Whereas Iraq persists in violating resolutions of the United Nations Security Council by continuing to engage in brutal repression of its civilian population, including the Kurdish peoples, thereby threatening international peace and security in the region, by refusing to release, repatriate, or account for non-Iraqi citizens wrongfully detained by Iraq, and by failing to return property wrongfully seized by Iraq from Kuwait;

Whereas the current Iraqi regime has demonstrated its capability and willingness to use weapons of mass destruction against other nations and its own people;

Whereas the current Iraqi regime has demonstrated its continuing hostility toward, and willingness to attack, the United States, including by attempting in 1993 to assassinate former President Bush and by firing on many thousands of occasions on United States and Coalition Armed Forces engaged in enforcing the resolutions of the United Nations Security Council;

Whereas members of al Qaida, an organization bearing responsibility for attacks on the United States, its citizens, and interests, including the attacks that occurred on September 11, 2001, are known to be in Iraq;

Whereas Iraq continues to aid and harbor other international terrorist organizations, including organizations that threaten the lives and safety of American citizens;

Whereas the attacks on the United States of September 11, 2001 underscored the gravity of the threat that Iraq will transfer weapons of mass destruction to international terrorist organizations;

Whereas the United States has the inherent right, as acknowledged in the United Nations Charter, to use force in order to defend itself;

Whereas Iraq's demonstrated capability and willingness to use weapons of mass destruction, the high risk that the current Iraqi regime will either employ those weapons to launch a surprise attack against the United States or its Armed Forces or provide them to international terrorists

who would do so, and the extreme magnitude of harm that would result to the United States and its citizens from such an attack, combine to justify the use of force by the United States in order to defend itself,

Whereas Iraq is in material breach of its disarmament and other obligations under United Nations Security Council Resolution 687, to cease repression of its civilian population that threatens international peace and security under United Nations Security Council Resolution 688, and to cease threatening its neighbors or United Nations operations in Iraq under United Nations Security Council Resolution 949, and United Nations Security Council Resolution 678 authorizes use of all necessary means to compel Iraq to comply with these "subsequent relevant resolutions;"

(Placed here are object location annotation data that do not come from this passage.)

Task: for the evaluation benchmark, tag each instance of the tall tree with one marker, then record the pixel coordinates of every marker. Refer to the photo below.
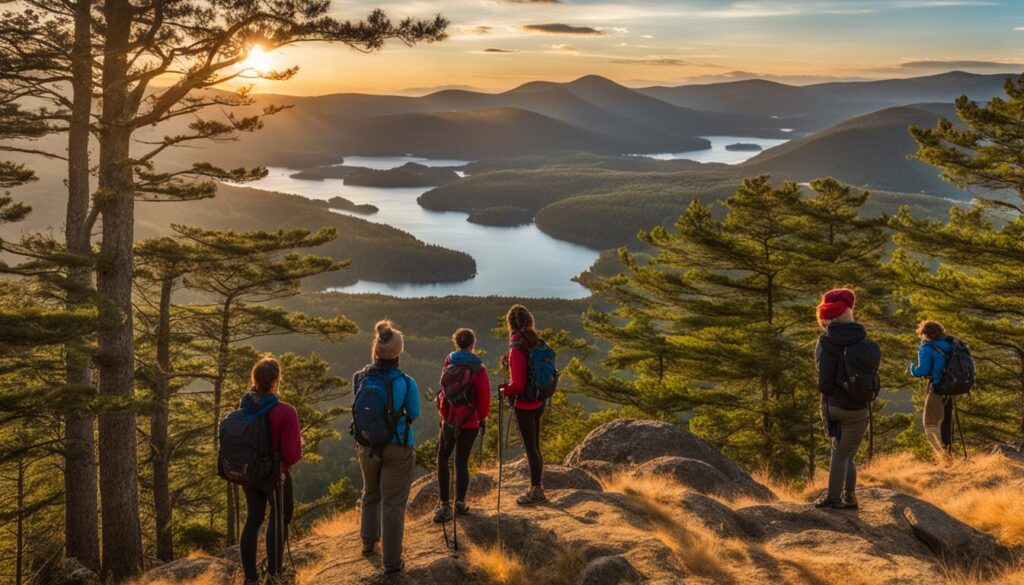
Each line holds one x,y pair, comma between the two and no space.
719,321
969,272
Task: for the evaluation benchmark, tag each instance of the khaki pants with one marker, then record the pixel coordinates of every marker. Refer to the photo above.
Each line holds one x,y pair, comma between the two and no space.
938,429
386,482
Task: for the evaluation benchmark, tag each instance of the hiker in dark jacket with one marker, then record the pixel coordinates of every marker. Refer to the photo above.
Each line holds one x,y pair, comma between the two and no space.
460,425
522,339
938,416
286,440
387,473
845,420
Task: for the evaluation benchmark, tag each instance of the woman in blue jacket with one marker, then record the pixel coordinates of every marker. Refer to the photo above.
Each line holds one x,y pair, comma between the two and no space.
938,409
387,473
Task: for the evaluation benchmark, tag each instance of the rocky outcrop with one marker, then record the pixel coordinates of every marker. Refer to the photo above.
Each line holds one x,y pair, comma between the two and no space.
659,448
694,525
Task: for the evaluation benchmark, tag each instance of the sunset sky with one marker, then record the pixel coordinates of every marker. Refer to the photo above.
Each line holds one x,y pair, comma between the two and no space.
498,44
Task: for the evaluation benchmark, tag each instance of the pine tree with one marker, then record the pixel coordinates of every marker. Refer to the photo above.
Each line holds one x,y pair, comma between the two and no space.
969,273
719,322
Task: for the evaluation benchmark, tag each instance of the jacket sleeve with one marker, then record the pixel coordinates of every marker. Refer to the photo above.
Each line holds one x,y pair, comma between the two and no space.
517,372
924,367
825,363
482,386
291,437
412,399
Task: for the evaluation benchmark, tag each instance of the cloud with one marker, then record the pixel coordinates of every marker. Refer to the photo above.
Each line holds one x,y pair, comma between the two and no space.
947,65
561,29
662,61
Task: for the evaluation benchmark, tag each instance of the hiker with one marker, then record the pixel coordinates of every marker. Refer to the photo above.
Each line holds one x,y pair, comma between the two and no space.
386,403
938,416
464,403
847,364
521,389
286,442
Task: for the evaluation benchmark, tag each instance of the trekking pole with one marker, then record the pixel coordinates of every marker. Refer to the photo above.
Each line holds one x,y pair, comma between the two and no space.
958,427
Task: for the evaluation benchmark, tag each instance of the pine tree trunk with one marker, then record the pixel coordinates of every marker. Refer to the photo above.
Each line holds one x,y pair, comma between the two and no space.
81,510
158,429
122,541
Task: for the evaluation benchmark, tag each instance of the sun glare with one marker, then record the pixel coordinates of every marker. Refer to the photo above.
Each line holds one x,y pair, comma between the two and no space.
258,60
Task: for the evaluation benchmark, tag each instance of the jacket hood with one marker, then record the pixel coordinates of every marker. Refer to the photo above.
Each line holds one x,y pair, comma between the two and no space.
844,333
255,405
463,357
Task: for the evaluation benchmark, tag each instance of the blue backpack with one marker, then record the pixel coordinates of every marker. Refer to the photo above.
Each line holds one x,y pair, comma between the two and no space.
375,421
542,375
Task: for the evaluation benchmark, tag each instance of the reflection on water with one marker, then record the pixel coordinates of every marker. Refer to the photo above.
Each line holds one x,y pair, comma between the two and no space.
718,154
510,261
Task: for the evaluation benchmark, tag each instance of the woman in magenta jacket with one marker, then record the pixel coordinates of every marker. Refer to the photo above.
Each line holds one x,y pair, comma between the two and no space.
522,339
460,425
286,440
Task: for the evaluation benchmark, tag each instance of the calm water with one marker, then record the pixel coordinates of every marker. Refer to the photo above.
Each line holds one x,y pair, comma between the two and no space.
510,261
718,154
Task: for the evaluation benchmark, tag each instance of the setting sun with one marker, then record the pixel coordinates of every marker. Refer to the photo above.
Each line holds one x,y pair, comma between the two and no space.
258,60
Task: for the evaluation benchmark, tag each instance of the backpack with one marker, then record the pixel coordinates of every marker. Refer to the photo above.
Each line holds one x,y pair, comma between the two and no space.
458,391
858,379
375,421
958,374
245,454
542,375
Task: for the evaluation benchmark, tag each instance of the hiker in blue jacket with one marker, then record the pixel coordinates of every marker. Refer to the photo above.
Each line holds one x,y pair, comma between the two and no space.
938,416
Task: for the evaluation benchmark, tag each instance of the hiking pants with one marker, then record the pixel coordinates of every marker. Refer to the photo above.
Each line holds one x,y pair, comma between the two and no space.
256,501
843,469
528,422
938,421
462,444
386,481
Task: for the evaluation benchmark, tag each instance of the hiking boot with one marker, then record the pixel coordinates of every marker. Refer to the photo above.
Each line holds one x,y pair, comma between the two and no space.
443,513
395,570
532,497
369,547
825,502
850,501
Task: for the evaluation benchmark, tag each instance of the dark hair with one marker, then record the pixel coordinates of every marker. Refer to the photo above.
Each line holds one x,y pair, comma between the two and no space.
931,329
520,322
264,374
464,338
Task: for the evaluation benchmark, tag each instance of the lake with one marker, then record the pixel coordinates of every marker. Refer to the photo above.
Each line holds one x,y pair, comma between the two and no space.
521,261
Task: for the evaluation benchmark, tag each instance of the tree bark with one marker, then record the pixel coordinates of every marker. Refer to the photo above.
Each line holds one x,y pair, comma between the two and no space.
159,426
122,540
81,510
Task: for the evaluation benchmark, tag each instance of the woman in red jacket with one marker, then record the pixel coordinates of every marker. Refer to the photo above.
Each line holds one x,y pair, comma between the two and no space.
522,339
286,440
463,374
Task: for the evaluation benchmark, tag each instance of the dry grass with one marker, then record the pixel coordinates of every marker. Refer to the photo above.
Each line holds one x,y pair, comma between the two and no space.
499,567
697,548
336,526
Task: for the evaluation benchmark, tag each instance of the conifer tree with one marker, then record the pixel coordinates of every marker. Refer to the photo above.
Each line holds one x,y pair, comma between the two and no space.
968,273
719,321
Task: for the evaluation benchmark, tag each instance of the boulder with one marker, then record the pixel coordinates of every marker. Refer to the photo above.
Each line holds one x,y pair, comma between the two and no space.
612,570
702,477
630,443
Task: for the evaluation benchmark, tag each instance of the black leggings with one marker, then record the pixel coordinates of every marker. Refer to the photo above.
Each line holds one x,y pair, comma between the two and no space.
528,422
256,501
462,444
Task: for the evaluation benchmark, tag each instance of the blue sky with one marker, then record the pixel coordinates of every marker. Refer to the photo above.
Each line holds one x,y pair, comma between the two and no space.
497,44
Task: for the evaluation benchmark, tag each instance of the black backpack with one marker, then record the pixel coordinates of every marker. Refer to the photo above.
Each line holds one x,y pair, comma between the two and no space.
858,372
958,374
245,454
458,391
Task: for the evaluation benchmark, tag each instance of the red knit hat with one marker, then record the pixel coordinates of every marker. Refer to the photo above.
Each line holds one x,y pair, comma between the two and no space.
835,303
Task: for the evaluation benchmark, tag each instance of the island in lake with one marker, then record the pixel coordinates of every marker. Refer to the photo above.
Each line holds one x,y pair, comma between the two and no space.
744,147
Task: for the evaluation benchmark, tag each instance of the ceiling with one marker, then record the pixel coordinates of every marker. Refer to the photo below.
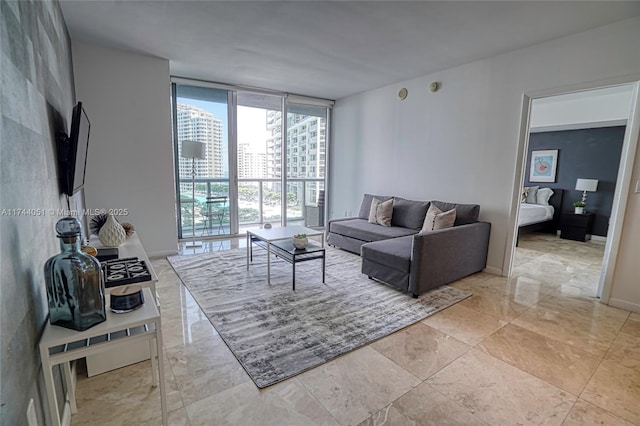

Whereas Congress in the Authorization for Use of Military Force Against Iraq Resolution (Public Law 102-1) has authorized the President to use the Armed Forces of the United States to achieve full implementation of Security Council Resolutions 660, 661, 662, 664, 665, 666, 667, 669, 670, 674, and 677, pursuant to Security Council Resolution 678;

Whereas Congress in section 1095 of Public Law 102-190 has stated that it "supports the use of all necessary means to achieve the goals of Security Council Resolution 687 as being consistent with the Authorization for Use of Military Force Against Iraq (Public Law 102-1)," that Iraq's repression of its civilian population violates United Nations Security Council Resolution 688 and "constitutes a continuing threat to the peace, security, and stability of the Persian Gulf region," and that Congress "supports the use of all necessary means to achieve the goals of Resolution 688";

Whereas Congress in the Iraq Liberation Act (Public Law 105-338) has expressed its sense that it should be the policy of the United States to support efforts to remove from power the current Iraqi regime and promote the emergence of a democratic government to replace that regime;

Whereas the President has authority under the Constitution to take action in order to deter and prevent acts of international terrorism against the United States, as Congress recognized in the joint resolution on Authorization for Use of Military Force (Public Law 107-40); and

Whereas the President has authority under the Constitution to use force in order to defend the national security interests of the United States;

Now, therefore, be it

Resolved by the Senate and House of Representatives of the United States of America in Congress assembled,

SECTION 1. SHORT TITLE.

This joint resolution may be cited as the "Further Resolution on Iraq".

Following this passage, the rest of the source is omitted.